Бирон правильно понял, что сегодня подводит под топор Волынский Остермана, а завтра — станет в том же уличать его, Бирона. И натравил на Волынского саму государыню. Она и ответствовала Волынскому:
— Ты подаешь мне письмо с советами, как будто молодых лет государю.
— Резолюции от нее никакой не добьешься, — негодовал Волынский в узком кругу приятелей, — герцог Бирон что захочет, то и делает.
А тут ему донесли, что кто-то на него самого написал басню, да такую скандальную и длинную, что не узнать в ней самого Волынского невозможно. А сочинять такие стихи умел в Петербурге только один человек — секретарь Академии наук Тредиаковский.
И стихи там были такие обличительные, что Волынский взъярился.
«Дел славою своих он похвалялся больно,
И так уж говорил, что не нашлось ему
Подобного во всем, ни равна по всему…»
Не долго думая, вызвал Артемий Петрович Тредиаковского к себе и своеручно вправил мозги. Тот уехал от Волынского с подбитым глазом и глухим ухом…
Поехал было Тредиаковский жаловаться Бирону, да на беду опять в приемной Бирона встретил Волынского. Побивши еще Тредиаковского, велел Артемий Петрович взять пиита под караул и снова лупцевать. Беспамятного Тредиаковского так и оставил под караулом.

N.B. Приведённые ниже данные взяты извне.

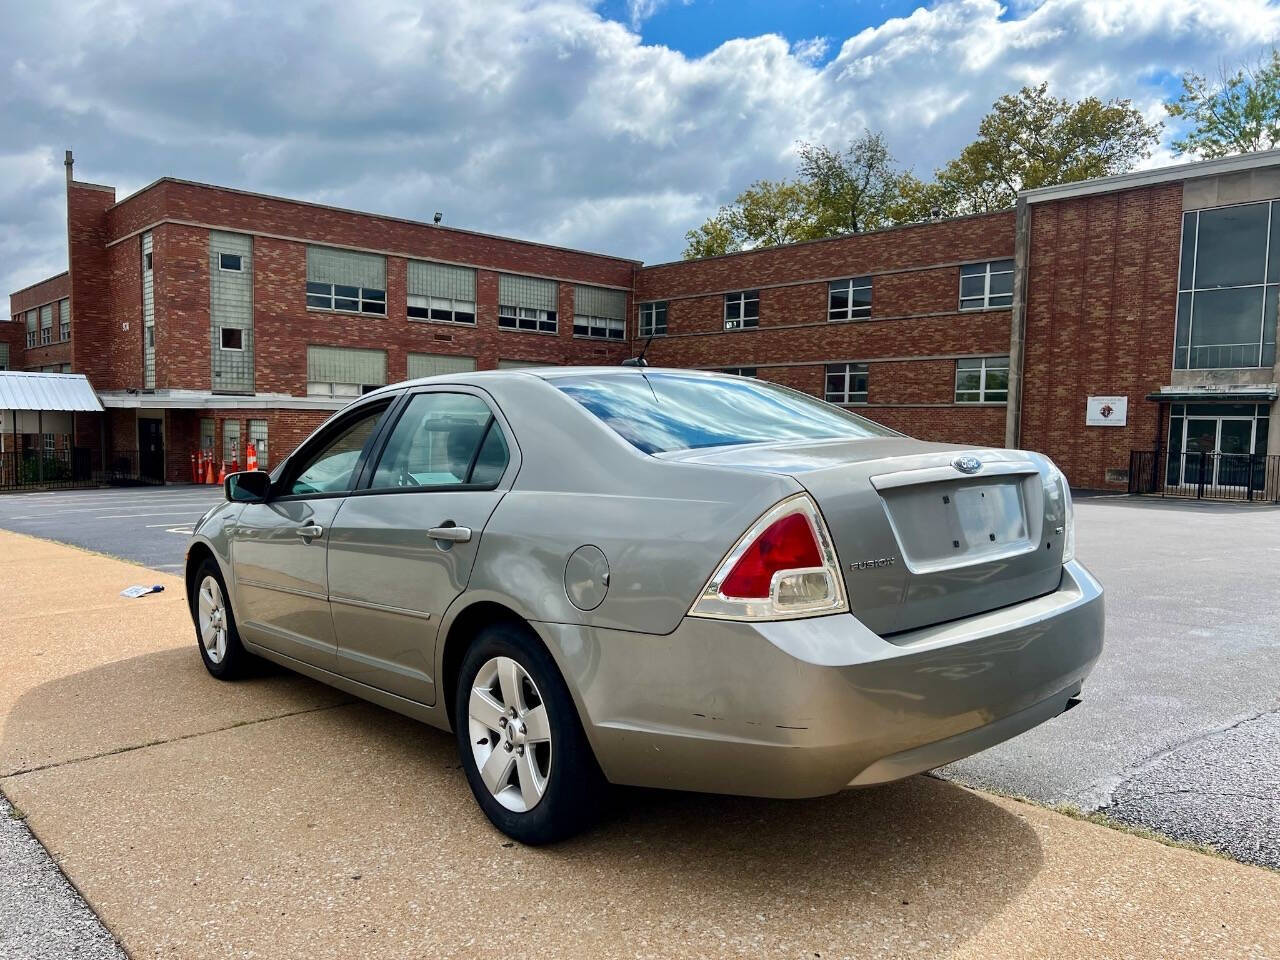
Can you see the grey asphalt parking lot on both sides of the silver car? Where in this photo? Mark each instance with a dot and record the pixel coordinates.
(1181, 724)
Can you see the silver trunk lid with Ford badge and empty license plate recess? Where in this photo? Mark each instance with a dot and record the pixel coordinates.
(920, 540)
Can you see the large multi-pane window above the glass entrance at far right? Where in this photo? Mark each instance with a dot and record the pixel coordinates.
(1228, 287)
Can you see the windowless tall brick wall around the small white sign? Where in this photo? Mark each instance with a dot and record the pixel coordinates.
(1100, 322)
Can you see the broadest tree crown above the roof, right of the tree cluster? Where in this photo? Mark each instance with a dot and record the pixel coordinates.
(1034, 140)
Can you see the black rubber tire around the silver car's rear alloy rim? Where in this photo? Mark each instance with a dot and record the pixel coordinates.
(574, 785)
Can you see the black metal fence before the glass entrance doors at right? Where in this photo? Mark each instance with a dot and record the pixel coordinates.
(1206, 477)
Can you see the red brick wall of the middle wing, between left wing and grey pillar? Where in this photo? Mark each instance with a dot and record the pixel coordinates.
(915, 305)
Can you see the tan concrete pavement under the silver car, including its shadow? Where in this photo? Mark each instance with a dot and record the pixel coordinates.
(277, 819)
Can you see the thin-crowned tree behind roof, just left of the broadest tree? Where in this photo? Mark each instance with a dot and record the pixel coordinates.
(852, 190)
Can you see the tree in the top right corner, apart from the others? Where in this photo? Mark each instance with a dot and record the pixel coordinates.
(1240, 113)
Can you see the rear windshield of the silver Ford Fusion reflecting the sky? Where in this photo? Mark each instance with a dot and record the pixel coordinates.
(668, 412)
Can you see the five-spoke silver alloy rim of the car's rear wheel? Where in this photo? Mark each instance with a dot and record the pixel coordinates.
(511, 735)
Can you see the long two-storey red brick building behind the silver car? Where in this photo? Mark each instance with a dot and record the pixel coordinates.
(1135, 313)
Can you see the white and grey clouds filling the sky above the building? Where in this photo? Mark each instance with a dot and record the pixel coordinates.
(538, 118)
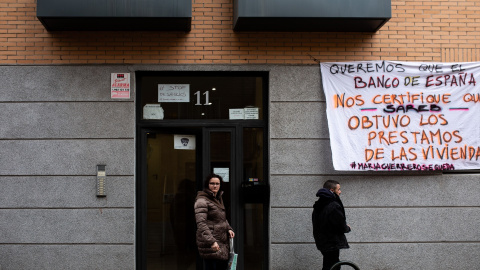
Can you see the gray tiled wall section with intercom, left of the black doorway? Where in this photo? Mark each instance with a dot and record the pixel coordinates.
(58, 123)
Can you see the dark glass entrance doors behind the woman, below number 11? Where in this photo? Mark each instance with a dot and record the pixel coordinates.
(174, 157)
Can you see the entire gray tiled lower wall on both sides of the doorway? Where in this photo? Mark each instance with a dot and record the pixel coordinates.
(58, 123)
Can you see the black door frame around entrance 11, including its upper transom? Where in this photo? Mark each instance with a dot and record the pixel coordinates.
(142, 126)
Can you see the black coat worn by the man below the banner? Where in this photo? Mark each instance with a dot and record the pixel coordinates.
(329, 222)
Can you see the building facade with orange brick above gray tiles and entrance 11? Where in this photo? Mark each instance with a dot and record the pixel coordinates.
(60, 122)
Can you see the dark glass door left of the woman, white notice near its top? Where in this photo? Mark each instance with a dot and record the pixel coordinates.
(172, 173)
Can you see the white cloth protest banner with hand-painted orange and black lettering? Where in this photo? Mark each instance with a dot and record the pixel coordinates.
(386, 115)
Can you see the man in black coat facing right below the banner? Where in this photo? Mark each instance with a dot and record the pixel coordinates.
(329, 223)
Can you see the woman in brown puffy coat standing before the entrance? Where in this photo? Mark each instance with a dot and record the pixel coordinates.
(213, 229)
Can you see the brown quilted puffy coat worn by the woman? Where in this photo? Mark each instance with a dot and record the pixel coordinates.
(212, 225)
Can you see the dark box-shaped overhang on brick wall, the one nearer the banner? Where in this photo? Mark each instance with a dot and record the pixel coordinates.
(311, 15)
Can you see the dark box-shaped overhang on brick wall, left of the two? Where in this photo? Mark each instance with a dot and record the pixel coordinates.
(168, 15)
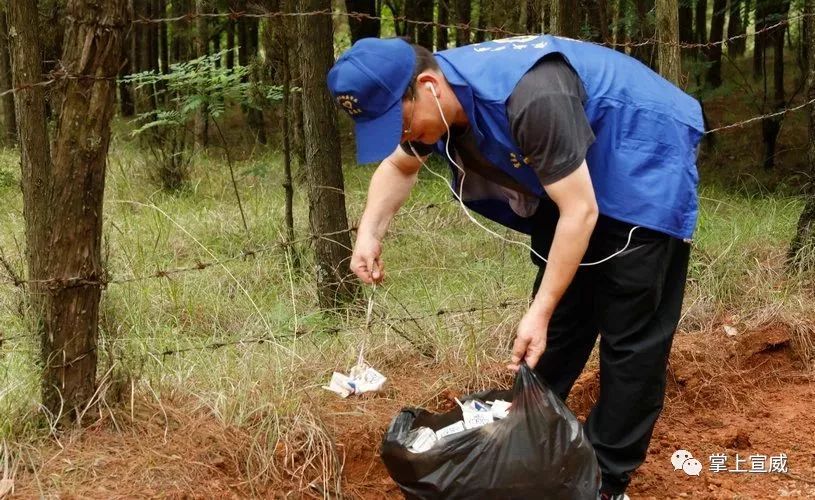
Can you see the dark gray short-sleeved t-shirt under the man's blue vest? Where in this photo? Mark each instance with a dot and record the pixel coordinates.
(547, 121)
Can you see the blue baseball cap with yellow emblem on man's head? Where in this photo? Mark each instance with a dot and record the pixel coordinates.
(368, 81)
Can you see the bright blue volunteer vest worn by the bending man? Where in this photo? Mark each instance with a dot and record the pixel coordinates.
(643, 161)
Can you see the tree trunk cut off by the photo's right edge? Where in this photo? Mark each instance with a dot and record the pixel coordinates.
(802, 249)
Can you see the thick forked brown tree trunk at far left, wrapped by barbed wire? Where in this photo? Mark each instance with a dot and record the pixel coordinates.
(63, 192)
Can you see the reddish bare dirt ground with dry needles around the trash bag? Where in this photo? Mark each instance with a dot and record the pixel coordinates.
(744, 394)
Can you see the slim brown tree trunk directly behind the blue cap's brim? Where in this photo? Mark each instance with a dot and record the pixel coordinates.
(327, 213)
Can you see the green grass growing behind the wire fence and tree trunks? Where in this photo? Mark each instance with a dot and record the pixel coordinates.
(436, 259)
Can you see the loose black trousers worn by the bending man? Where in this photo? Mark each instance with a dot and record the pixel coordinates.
(633, 302)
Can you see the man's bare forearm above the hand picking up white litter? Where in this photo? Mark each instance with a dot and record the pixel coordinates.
(387, 192)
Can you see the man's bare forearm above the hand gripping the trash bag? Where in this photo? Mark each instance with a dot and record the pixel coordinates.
(568, 247)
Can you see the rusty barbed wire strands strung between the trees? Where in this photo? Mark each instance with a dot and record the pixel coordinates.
(10, 276)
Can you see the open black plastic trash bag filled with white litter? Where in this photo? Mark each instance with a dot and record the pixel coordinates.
(539, 451)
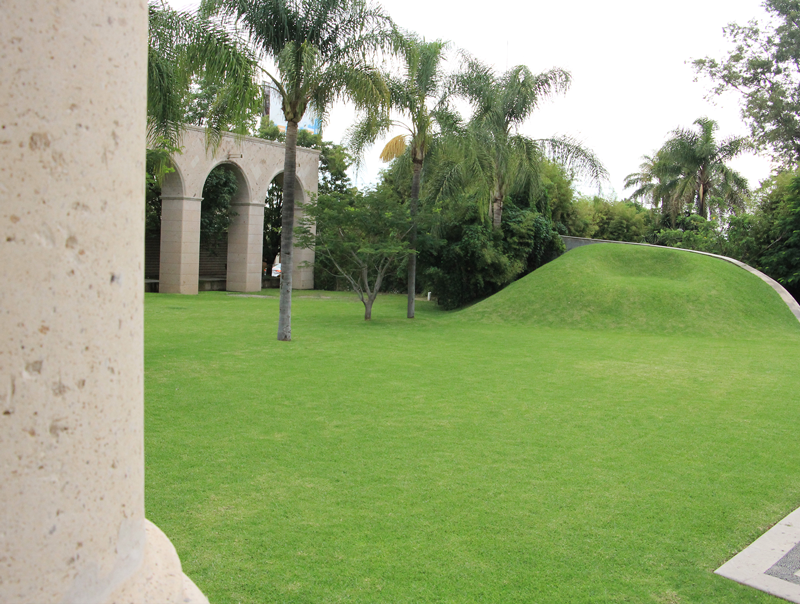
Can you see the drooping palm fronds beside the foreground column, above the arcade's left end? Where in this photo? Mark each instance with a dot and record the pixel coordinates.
(183, 46)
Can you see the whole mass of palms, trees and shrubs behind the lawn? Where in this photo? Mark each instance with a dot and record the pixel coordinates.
(466, 204)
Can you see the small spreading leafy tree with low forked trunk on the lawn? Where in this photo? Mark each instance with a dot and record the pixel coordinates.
(360, 237)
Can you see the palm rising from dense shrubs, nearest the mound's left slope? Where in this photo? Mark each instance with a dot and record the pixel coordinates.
(501, 104)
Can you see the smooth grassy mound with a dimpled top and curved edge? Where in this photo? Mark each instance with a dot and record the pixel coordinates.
(644, 289)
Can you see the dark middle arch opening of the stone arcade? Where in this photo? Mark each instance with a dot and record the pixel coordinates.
(216, 214)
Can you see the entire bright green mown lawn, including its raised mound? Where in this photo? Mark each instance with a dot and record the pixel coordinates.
(535, 448)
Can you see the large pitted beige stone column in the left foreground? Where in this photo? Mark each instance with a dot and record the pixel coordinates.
(72, 149)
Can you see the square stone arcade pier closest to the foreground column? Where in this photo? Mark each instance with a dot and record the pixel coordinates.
(179, 269)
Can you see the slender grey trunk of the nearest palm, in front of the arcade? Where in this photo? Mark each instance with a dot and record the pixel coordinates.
(287, 233)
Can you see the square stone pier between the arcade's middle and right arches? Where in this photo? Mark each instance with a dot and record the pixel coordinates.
(245, 246)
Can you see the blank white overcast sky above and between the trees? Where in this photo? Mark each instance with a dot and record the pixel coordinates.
(631, 84)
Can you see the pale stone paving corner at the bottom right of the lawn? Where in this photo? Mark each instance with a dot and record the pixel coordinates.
(749, 566)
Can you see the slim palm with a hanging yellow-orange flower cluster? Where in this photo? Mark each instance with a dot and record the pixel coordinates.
(422, 82)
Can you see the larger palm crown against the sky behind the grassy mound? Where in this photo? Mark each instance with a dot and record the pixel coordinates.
(704, 177)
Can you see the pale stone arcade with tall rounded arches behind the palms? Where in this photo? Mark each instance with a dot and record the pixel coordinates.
(255, 162)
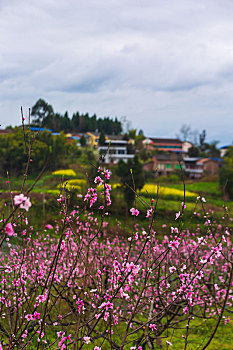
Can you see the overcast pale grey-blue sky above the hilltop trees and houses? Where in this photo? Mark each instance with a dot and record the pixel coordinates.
(161, 64)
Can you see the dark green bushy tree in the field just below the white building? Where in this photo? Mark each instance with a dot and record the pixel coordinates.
(124, 172)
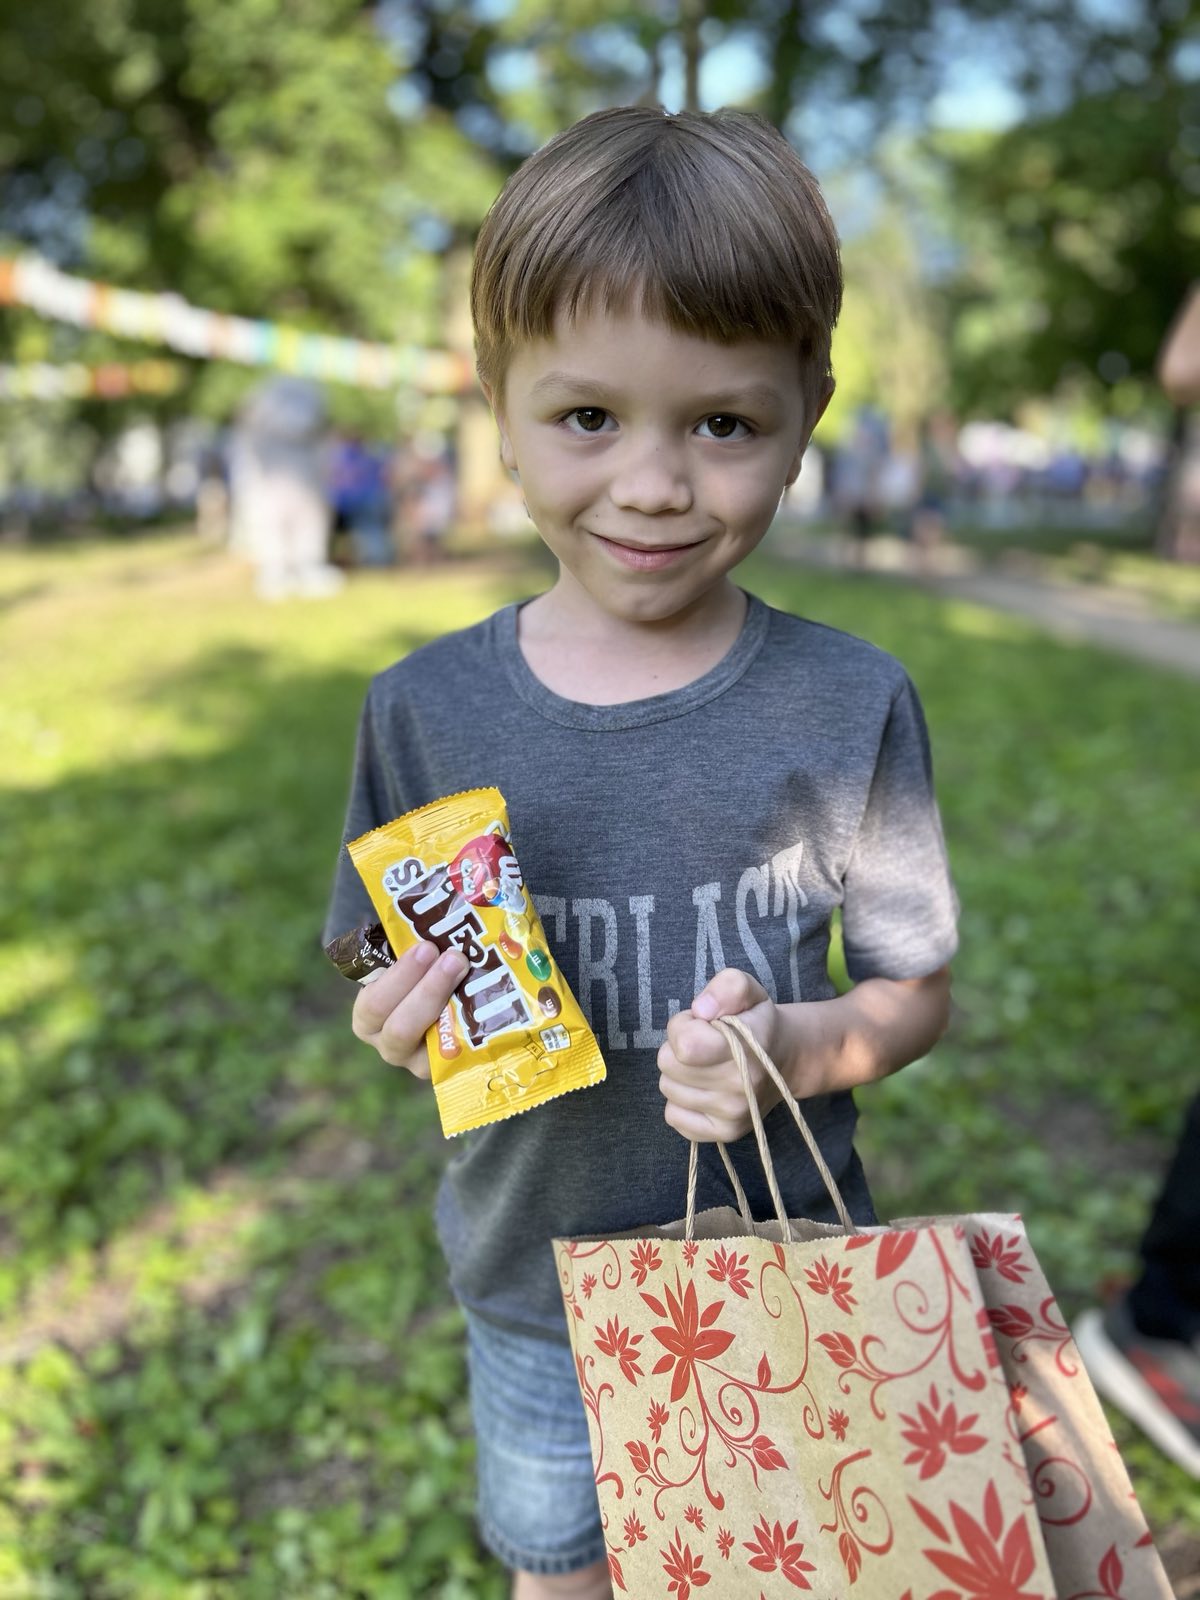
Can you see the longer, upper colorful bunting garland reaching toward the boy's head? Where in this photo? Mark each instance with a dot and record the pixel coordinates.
(169, 319)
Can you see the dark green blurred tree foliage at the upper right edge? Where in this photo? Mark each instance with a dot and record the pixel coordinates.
(1081, 234)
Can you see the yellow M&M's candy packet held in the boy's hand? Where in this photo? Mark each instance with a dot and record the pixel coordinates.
(513, 1034)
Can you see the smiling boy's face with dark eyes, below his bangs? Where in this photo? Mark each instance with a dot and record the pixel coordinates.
(652, 462)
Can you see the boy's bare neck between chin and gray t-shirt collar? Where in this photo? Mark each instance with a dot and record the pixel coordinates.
(591, 657)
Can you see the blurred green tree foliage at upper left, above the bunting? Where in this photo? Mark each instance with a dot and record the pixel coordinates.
(246, 156)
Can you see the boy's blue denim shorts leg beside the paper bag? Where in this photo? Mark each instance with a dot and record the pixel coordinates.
(537, 1492)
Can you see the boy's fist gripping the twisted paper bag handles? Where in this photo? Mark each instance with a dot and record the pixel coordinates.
(698, 1078)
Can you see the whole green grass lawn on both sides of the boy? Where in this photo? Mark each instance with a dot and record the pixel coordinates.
(228, 1362)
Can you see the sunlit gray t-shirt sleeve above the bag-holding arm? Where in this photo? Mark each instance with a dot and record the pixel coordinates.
(900, 908)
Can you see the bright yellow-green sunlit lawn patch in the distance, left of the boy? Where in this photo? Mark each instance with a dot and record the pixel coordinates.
(161, 660)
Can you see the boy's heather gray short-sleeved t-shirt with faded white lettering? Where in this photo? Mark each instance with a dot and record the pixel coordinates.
(663, 839)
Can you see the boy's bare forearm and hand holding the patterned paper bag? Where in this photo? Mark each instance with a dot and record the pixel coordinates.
(822, 1047)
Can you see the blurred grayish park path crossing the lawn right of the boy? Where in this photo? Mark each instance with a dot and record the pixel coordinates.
(1094, 614)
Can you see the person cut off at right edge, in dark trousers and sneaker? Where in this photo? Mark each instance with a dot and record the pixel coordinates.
(1145, 1351)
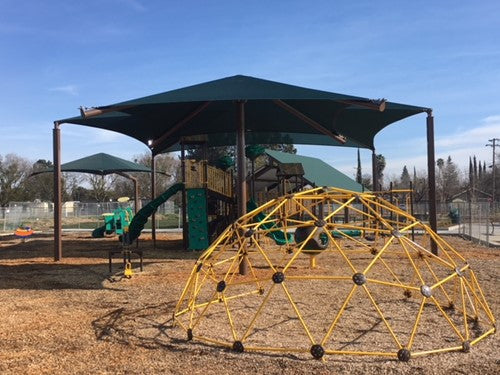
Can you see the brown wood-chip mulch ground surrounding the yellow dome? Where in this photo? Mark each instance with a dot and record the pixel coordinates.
(73, 316)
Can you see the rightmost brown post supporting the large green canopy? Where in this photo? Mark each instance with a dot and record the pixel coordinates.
(431, 173)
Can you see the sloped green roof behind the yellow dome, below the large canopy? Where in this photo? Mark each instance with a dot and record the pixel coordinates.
(317, 172)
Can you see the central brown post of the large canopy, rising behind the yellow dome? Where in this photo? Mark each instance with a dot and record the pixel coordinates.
(241, 177)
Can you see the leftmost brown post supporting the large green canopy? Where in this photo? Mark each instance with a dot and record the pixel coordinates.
(57, 192)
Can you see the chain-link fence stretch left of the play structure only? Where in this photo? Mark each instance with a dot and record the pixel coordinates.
(77, 215)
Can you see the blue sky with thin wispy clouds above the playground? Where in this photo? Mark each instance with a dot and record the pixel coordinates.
(58, 55)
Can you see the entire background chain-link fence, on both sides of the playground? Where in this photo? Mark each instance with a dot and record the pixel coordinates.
(479, 221)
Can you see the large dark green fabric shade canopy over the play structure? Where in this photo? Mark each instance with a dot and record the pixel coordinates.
(240, 110)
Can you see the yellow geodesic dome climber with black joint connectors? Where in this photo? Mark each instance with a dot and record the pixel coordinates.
(332, 272)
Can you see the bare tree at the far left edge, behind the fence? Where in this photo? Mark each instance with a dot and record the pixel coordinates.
(13, 171)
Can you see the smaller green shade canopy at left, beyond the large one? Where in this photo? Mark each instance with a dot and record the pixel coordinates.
(100, 164)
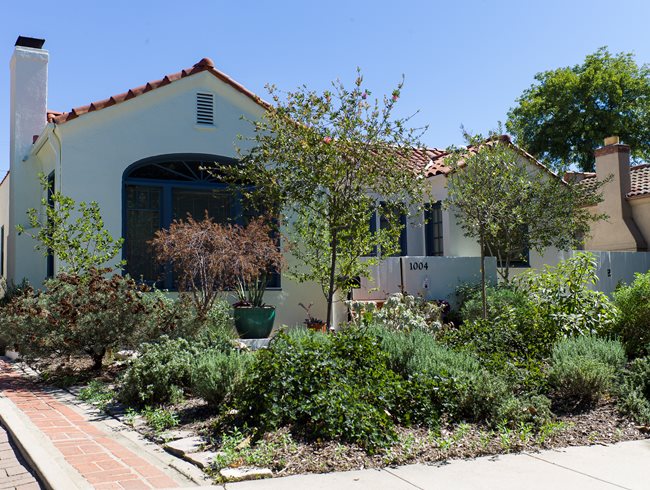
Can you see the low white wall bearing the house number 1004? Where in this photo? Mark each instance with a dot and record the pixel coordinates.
(430, 277)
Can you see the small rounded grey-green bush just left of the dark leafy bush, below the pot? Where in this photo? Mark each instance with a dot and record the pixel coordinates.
(219, 376)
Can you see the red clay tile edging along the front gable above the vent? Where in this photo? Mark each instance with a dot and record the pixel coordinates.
(206, 64)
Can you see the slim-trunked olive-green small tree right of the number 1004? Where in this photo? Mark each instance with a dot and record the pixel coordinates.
(508, 205)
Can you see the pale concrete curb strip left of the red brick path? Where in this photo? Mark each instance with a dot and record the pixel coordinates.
(54, 472)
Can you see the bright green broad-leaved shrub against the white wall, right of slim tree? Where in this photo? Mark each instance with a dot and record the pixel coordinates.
(562, 301)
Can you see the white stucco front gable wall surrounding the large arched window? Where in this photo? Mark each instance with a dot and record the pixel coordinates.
(98, 146)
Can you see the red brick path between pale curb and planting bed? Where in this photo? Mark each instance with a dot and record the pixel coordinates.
(101, 460)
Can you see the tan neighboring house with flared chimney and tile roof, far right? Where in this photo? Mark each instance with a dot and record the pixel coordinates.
(626, 200)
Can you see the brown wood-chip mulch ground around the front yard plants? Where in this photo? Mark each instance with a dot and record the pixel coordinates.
(602, 424)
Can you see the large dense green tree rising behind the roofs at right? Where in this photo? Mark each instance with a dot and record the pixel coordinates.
(565, 115)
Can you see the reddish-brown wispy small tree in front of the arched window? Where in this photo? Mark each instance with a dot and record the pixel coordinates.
(209, 257)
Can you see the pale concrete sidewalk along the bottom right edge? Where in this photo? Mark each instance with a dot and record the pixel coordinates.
(623, 465)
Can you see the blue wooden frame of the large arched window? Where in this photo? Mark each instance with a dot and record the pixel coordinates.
(167, 186)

Да только на следующий день был на дворе великий праздник — женили придворного шута Голицына да дурку Буженинову. Отстроили на льду Невы дворец великий изо льда, все в нем, как настоящее, но изготовлено изо льда — и столы, и кровати, и рюмки, и свечки.
И Тредиаковский должен был тут читать свои стихи. Надели на него маску, да и вывели перед гостями, несмотря на побои и долгое беспамятство. Прочитал стихи Тредиаковский, и снова бросили его в караульню. Потом дали десять палок и вытолкали вон.